Shakespeares „Kaufmann von Venedig“ in Darmstadt.
Shakespeares von leichtlebigen Liebeshändeln eingerahmte Geschichte vom raff- und rachsüchtigen Juden Shylock bietet sich geradezu an für eine affirmative, das „gesunde Volksempfinden“ antezipierende Inszenierung, wie wir sie von französischen Stücken à la Molière kennen. Ein mieser kleiner Geldhändler erhält für seine geradezu perversen Rachegelüste von der Gesellschaft die passende Antwort und eine doppelte Strafe gleich mit dazu. Die schlauen Frauen junger, hormonvernebelter Männer haben diesen glücklichen Ausgang schlau eingefädelt, und zum Schluss ist jeder froh und zufrieden – bis auf einen.
Britta Hübel (Jessica) und Christian Wirmer (Lorenzo)
Wie gesagt, so könnte man es interpretieren und so haben es wohl früher auch viele getan, ganz abgesehen von Shakespeares Absichten. Doch Heinz Kreindl, Schauspielleiter des Staatstheaters Darmstadt, hat wesentlich tiefer gegraben und ist fündig geworden. Shakespeare hat dieses Stück offen, ja ambivalent angelegt. In der ständischen Gesellschaft seiner Zeit konnte er massive Kritik an der herrschenden Klasse nur im Gewand einer vordergründig affirmativen Geschichte üben. Daher auch die Einladung zur „falschen“ Interpretation.
Schon die erste Szene lässt Schwarz und Weiß, Gut und Böse wie in einem Vexierbild verschwimmen. Der „gute“ Antonio (Rolf Idler), erfolgreicher und allerseits geehrter Kaufmann, möchte seinem mittellosen Freund Bassanio (Axel Holst) helfen, die reiche Portia zu freien. Da sein gesamtes Vermögen derzeit jedoch auf den Weltmeeren schwimmt, muss er den gehassten Juden Shylock (Till Sterzenbach) um einen kurzfristigen Kredit angehen.
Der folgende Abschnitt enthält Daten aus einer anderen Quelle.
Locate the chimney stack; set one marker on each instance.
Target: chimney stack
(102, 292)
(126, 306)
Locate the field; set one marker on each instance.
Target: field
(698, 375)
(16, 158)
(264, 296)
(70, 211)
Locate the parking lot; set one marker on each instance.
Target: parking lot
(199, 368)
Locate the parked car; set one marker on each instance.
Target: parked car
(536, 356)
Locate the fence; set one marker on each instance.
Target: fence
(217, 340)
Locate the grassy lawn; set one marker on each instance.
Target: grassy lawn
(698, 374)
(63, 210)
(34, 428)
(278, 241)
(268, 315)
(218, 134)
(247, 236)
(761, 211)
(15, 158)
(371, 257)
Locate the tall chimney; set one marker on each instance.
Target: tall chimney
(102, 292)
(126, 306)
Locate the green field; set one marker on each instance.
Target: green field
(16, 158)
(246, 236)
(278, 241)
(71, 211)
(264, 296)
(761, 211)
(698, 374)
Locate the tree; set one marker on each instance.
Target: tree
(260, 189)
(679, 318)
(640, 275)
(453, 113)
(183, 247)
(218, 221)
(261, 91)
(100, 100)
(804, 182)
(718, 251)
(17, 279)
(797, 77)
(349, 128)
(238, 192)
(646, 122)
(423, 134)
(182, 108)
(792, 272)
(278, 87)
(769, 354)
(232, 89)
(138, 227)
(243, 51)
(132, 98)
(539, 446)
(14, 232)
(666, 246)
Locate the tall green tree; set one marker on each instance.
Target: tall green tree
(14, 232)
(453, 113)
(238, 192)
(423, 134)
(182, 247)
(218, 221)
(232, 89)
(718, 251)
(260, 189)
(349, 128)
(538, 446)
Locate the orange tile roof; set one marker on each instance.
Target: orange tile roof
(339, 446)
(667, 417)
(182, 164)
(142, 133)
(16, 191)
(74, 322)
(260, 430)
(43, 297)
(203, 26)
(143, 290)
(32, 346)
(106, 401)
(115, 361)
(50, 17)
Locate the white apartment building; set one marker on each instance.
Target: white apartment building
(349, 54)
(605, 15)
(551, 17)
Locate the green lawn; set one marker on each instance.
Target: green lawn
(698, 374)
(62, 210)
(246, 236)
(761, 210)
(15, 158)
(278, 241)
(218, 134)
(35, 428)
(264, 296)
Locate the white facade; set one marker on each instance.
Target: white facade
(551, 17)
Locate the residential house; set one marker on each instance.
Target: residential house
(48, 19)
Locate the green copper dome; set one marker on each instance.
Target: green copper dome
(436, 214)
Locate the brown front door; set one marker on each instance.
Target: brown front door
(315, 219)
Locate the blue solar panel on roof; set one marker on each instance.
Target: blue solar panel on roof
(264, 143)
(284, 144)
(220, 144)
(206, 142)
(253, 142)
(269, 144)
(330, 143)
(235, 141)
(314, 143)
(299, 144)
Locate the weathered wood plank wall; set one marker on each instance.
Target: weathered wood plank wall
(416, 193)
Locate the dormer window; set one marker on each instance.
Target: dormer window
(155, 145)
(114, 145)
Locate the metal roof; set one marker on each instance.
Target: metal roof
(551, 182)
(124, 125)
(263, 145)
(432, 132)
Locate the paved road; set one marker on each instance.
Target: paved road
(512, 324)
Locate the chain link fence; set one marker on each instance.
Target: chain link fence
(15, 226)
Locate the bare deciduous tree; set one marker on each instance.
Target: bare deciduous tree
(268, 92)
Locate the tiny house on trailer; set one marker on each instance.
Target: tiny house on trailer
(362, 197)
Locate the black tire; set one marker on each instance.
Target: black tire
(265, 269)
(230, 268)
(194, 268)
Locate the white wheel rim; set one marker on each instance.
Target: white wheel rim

In den Ohren der den „Juden“ – ob Kaufmann oder nicht – sowieso ablehnenden venezianischen Gesellschaft klingen Antonios abfällige Äußerungen wohltuend, werden die Hinweise des Betroffenen auf sein erlaubtes und durchaus übliches Geschäft nur mit Häme bedacht. Vom ersten Augenblick an wirkt die Verurteilung des „Zinswuchers“ nur als Vorwand für ein älteres und hässliches Vorurteil – Antisemitismus oder, weiter gefasst: Fremdenhass. Damit zeigt Shakespeare bereits in der ersten Szene seine überzeitliche Aktualität. Unterschwellig stellt er eine andere Frage: warum ist Gewinn beim Warenhandel seriös, beim Geldhandel jedoch nicht? Aber, wie gesagt, Antonio ist in seiner Stellung – vorerst – unantastbar, und nutzt diese Situation selbst bei den Verhandlungen mit Shylock gnadenlos aus, indem er ihm überdeutlich seine Verachtung zeigt.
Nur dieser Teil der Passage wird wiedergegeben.